Auparavant, du 29 novembre au 5 décembre, la Tunisie organisait une semaine d’amitié tunisosoviétique. Pour la circonstance, une délégation dirigée par Boris Kolokolov, vice-ministre des Affaires étrangères de la Fédération de Russie et ancien ambassadeur à Tunis, était accueillie, mais la crise n’a pas été formellement abordée avec la délégation. Au sein de la cellule, le doute subsistait quant à la puissance offensive et à la capacité défensive de l’Irak. Les sources occidentales
se contredisaient et gonflaient l’arsenal irakien sans grande cohérence. La question tactique non plus n’était pas tranchée. Nos projections n’excluaient aucune possibilité : l’Irak pouvait, le dernier jour, décider le retrait de ses troupes comme il pouvait déclencher, en réponse à la première attaque, des représailles foudroyantes.
Dans la nuit du 17 au 18 janvier, l’attaque était déclenchée peu après minuit sur l’Irak et sur le Koweït par les forces aériennes américaines, britanniques et saoudiennes. Les membres de la cellule de crise étaient invités d’urgence au ministère.
Dans nos évaluations à chaud, la logique de guerre était plus aisée à percer que les virtualités de l’attentisme. La médiocre riposte des forces irakiennes, tant à Bagdad qu’en territoire koweïtien, trahissait une faiblesse stratégique fatale. Les
défenses aériennes de l’Irak étaient incroyablement défaillantes : l’Irak submergé croulait sous un bombardement infernal.
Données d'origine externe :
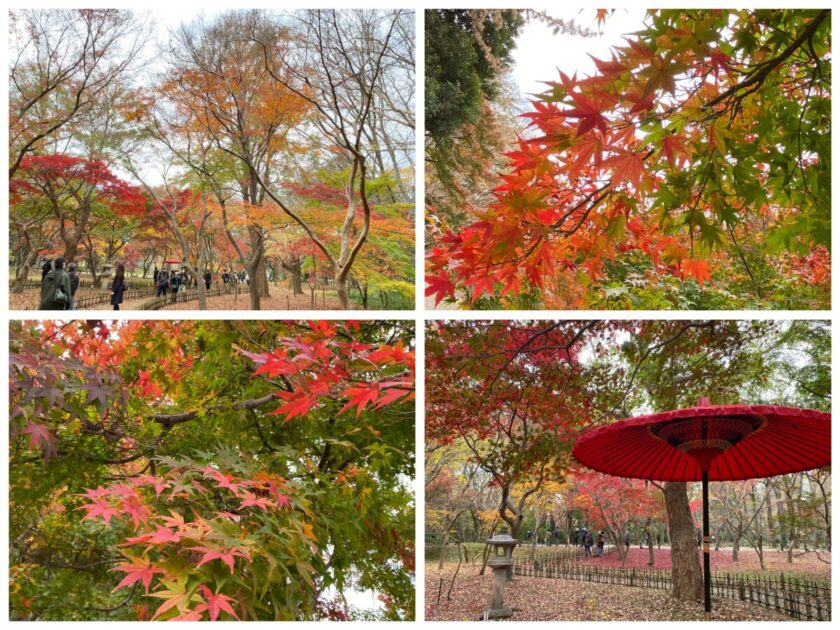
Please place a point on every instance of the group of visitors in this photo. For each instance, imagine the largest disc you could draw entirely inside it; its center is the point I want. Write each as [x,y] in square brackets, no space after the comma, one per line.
[235,277]
[585,537]
[59,287]
[172,281]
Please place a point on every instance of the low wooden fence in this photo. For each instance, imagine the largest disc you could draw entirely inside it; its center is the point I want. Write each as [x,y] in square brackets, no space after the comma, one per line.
[795,597]
[190,295]
[87,283]
[85,302]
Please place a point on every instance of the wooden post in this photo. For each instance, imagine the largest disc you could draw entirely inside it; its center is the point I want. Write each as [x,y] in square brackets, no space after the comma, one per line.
[707,567]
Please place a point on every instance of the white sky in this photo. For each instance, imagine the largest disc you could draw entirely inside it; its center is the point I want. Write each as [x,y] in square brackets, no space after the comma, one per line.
[539,53]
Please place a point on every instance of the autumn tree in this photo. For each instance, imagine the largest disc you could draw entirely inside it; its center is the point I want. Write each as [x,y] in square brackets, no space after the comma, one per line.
[698,152]
[486,387]
[62,62]
[617,506]
[77,193]
[221,470]
[339,71]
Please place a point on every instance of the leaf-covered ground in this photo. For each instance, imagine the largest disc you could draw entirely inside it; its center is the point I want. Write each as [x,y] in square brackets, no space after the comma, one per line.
[774,561]
[546,599]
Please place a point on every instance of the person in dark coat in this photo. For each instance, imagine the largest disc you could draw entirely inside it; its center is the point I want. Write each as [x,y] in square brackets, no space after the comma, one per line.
[118,287]
[162,283]
[74,285]
[174,285]
[54,285]
[587,542]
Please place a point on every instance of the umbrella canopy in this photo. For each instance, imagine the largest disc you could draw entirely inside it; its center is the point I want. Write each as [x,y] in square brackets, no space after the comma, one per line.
[710,443]
[731,441]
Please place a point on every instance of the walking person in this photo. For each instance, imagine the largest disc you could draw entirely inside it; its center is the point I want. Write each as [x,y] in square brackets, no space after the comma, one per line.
[55,288]
[174,285]
[74,285]
[118,287]
[45,269]
[587,543]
Très vite, nous nous posions les problèmes de l’après-guerre.
La décision d’arrêt des combats, communiquée d’abord au Yémen, n’allait pas tarder. Le 28 février, l’Irak acceptait les termes fixés par toutes les résolutions du Conseil de sécurité. Le président Bush fixait l’arrêt des combats à minuit, heure
américaine.
La cellule de crise avait préparé un projet de mémorandum destiné au président du Conseil de sécurité, dans l’esprit de promouvoir au Moyen- Orient un ordre de paix pleinement conforme aux impératifs de la légalité internationale. Nous posions ainsi le problème palestinien dans le nouveau contexte. Notre projet était l’occasion d’une évaluation à laquelle Habib Boularès apportait son éclairage. Ayant coché un passage du projet, qu’il fallait donc réécrire, il avait tenu à nuancer, pour moi, les jugements qui guidaient notre raisonnement. A mon sens, la raideur suicidaire de Saddam Hussein ne pouvait s’expliquer que par la conviction que le fait même de la guerre allait entraîner le Moyen-Orient dans un bouleversement en mesure de rompre les déséquilibres qui s’éternisaient et qui paralysaient les Etats arabes. C’est à cette fin que l’Irak concevait la nécessité de la guerre, quoi qu’il en coûte. Habib Boularès explique autrement le dilemme: «La raideur de Saddam Hussein répond au diktat des Occidentaux pour qui l’Irak devait au préalable admettre le retrait. Aucune négociation n’était permise sans passer par l’ultimatum. Ils savaient qu’il était prêt pour une ouverture, mais dans une logique diplomatique de parité et de respect. L’ultimatum est la négation même de cette logique. Dans le fond, le blocage est foncièrement occidental, il signifie pour l’Irakien le statut d’inégalité et l’attitude d’arrogance
qui sont, pour l’Occident, le lot assigné à la région.
L’Irakien ne s’y résignait pas, même au prix de l’enfer.»